Overlay variant (full rewrite)

If the variant directory contains source files (.py / .js, requirements.txt, package.json, …) but no patch.diff, all those files are copied on top of the default files, replacing them completely.

benchmarks/100.webapps/110.dynamic-html/
  nodejs/
    function.js               ← default implementation
    package.json
    bun/
      package.json            ← replaces the default package.json for bun

Use this when the variant needs a substantially different implementation (e.g. a complete rewrite using runtime-specific APIs).

Version-specific package.json for Node.js — a file named package.json.<version> (e.g. package.json.18) inside the variant directory overrides the generic package.json for that specific Node.js/runtime version only.

If neither patch.diff nor any source files exist in the variant directory, the default sources are used unchanged (the variant differs only in its runtime Docker image).
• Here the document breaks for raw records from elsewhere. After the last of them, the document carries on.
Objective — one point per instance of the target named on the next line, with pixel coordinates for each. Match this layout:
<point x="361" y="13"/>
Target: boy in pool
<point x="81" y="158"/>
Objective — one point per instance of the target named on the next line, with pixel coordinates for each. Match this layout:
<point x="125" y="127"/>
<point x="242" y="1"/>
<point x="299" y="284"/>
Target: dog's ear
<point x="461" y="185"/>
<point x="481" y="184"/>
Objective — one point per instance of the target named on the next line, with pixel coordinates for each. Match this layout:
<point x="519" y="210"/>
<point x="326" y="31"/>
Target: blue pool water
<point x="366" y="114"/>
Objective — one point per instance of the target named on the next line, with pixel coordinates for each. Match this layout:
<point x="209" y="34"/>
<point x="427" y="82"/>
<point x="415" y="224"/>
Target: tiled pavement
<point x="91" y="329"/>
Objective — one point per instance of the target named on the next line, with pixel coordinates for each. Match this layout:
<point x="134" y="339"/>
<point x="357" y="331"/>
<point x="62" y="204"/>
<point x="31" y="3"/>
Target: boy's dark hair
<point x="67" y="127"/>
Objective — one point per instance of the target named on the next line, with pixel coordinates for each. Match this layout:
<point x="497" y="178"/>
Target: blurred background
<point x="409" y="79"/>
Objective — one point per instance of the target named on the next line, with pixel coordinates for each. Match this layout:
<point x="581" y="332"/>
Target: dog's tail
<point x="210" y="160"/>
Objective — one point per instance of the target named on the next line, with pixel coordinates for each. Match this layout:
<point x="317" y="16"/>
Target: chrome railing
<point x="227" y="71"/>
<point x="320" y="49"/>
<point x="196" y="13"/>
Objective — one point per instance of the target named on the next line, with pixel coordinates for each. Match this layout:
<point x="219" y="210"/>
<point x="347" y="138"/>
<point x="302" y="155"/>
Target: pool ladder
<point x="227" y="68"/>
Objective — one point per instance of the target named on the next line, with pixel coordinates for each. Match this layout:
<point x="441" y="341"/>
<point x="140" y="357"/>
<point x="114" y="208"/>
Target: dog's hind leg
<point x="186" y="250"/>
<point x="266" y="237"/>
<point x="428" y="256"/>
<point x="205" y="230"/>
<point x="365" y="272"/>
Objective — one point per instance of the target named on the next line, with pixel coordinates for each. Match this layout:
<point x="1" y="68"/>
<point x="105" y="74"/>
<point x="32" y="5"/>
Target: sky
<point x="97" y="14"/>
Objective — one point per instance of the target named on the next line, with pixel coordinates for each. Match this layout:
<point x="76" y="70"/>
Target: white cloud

3. Registering variants in config/systems.json

Each deployment system declares which variant images it provides via the variant_images list under the language entry:

"nodejs": {
  "base_images": { "x64": { "18": "node:18-slim", ... }, ... },
  "images": ["run", "build"],
  "variant_images": ["bun", "llrt"]
},
"python": {
  "base_images": { ... },
  "images": ["run", "build"],
  "variant_images": ["pypy"]
}

A variant listed here must have a corresponding Dockerfile.run (see next section) and will be built automatically when build_docker_images.py is invoked without --language-variant.


4. Variant Docker images

Each variant needs its own run-time Docker image stored at:

dockerfiles/<system>/<language>/<variant>/Dockerfile.run

For example:

dockerfiles/local/nodejs/bun/Dockerfile.run
dockerfiles/local/nodejs/llrt/Dockerfile.run
dockerfiles/local/python/pypy/Dockerfile.run

The resulting image is tagged:

<docker_repository>:run.<system>.<language>.<variant>.<version>-<SeBS_version>

e.g. spcleth/serverless-benchmarks:run.local.nodejs.bun.18-1.2.0.


5. Cache isolation

Each variant gets its own cache entry. The cache key for a non-default variant is <language>_<variant> (e.g. nodejs_bun), so default and variant builds never collide. The cache hash includes either the patch.diff or all overlay source files, so any change to the variant code invalidates the cached package automatically.


Summary: checklist for adding a new variant

Step What to do
Declare in benchmark Add the variant name to "variants" in config.json for each benchmark that supports it.
Add source code (if needed) Create benchmarks/<id>/<lang>/<variant>/patch.diff (patch variant) or place replacement source files there (overlay variant).
Add Dockerfile Create dockerfiles/<system>/<lang>/<variant>/Dockerfile.run.
Register in systems.json Add the variant name to variant_images for the appropriate language and system.
Build image Run python tools/build_docker_images.py --deployment <system> --language <lang> --language-variant <variant>.